Disclaimer. The funders had no role in data collection and analysis, decision to publish, or preparation of the manuscript.

Financial support. Abivax sponsored the clinical study and contributed to the design of the clinical trial. S. M.-L. was supported by the EU Gilead Research Scholars Program award 2021 and the grant 2020 BP 00046 from the Catalan Agency of Management of University and Research Grants. Funding to pay the Open Access publication charges for this article was provided by IrsiCaixa AIDS Research Institute.

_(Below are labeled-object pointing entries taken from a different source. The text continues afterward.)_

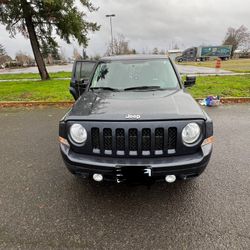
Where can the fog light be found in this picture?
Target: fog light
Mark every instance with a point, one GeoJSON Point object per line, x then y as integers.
{"type": "Point", "coordinates": [98, 177]}
{"type": "Point", "coordinates": [170, 178]}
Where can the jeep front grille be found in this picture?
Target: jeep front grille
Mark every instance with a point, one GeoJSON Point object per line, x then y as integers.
{"type": "Point", "coordinates": [134, 142]}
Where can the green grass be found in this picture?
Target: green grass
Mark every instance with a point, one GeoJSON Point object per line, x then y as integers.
{"type": "Point", "coordinates": [235, 65]}
{"type": "Point", "coordinates": [224, 86]}
{"type": "Point", "coordinates": [52, 90]}
{"type": "Point", "coordinates": [33, 76]}
{"type": "Point", "coordinates": [57, 90]}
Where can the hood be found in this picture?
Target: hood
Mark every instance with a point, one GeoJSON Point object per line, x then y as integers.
{"type": "Point", "coordinates": [135, 105]}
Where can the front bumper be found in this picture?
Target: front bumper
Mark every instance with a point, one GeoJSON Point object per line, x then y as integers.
{"type": "Point", "coordinates": [112, 169]}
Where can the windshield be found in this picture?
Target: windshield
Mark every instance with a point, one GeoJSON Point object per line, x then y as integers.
{"type": "Point", "coordinates": [135, 75]}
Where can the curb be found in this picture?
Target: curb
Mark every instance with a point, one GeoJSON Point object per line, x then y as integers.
{"type": "Point", "coordinates": [35, 104]}
{"type": "Point", "coordinates": [228, 100]}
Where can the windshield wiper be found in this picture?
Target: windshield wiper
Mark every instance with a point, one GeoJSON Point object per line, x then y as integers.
{"type": "Point", "coordinates": [143, 88]}
{"type": "Point", "coordinates": [105, 88]}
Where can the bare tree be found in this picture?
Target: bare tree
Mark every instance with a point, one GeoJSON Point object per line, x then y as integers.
{"type": "Point", "coordinates": [76, 54]}
{"type": "Point", "coordinates": [23, 58]}
{"type": "Point", "coordinates": [236, 37]}
{"type": "Point", "coordinates": [120, 47]}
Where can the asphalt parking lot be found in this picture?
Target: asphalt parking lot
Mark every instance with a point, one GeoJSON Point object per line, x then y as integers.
{"type": "Point", "coordinates": [42, 206]}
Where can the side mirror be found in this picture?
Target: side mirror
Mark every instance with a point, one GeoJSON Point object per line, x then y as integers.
{"type": "Point", "coordinates": [190, 81]}
{"type": "Point", "coordinates": [84, 83]}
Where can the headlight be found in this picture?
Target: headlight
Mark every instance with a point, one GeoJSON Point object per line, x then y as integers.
{"type": "Point", "coordinates": [78, 133]}
{"type": "Point", "coordinates": [191, 133]}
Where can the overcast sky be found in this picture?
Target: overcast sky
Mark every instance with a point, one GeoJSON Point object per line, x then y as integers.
{"type": "Point", "coordinates": [155, 23]}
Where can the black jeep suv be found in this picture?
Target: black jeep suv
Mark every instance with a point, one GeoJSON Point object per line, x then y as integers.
{"type": "Point", "coordinates": [134, 121]}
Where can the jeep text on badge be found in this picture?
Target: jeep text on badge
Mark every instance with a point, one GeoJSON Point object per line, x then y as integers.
{"type": "Point", "coordinates": [133, 120]}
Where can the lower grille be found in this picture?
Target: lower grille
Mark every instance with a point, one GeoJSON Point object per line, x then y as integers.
{"type": "Point", "coordinates": [134, 142]}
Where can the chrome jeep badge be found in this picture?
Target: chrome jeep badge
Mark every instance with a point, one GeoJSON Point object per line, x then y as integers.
{"type": "Point", "coordinates": [129, 116]}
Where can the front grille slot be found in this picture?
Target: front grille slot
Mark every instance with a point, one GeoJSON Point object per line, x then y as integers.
{"type": "Point", "coordinates": [120, 139]}
{"type": "Point", "coordinates": [95, 136]}
{"type": "Point", "coordinates": [159, 139]}
{"type": "Point", "coordinates": [146, 139]}
{"type": "Point", "coordinates": [125, 142]}
{"type": "Point", "coordinates": [133, 139]}
{"type": "Point", "coordinates": [107, 139]}
{"type": "Point", "coordinates": [172, 138]}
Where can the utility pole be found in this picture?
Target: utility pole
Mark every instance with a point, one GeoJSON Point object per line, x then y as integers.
{"type": "Point", "coordinates": [111, 29]}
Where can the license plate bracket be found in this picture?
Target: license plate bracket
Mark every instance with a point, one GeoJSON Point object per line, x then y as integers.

Potential conflicts of interest. J. M.-P. received grant support and consultancy fees from Abivax; research grants paid to their institution from Grifols during the conduct of the study; unrestricted research grants to their institution from MSD, ViiV Healthcare, Gilead Sciences, and AstraZeneca; consulting fees from MSD; and payment for educational activities from Janssen and Gilead, all outside the submitted work. I. M. is the Chair of the Abivax scientific advisory board and has shares in the company. D. S. is Abivax vice president of R&D and has shares in the company. M. C. P. received research grant from Gilead Sciences, outside the submitted work. S. M.-L. received a research scholars program award from Gilead Sciences, outside the submitted work. All other authors report no potential conflicts.

All authors have submitted the ICMJE Form for Disclosure of Potential Conflicts of Interest. Conflicts that the editors consider relevant to the content of the manuscript have been disclosed.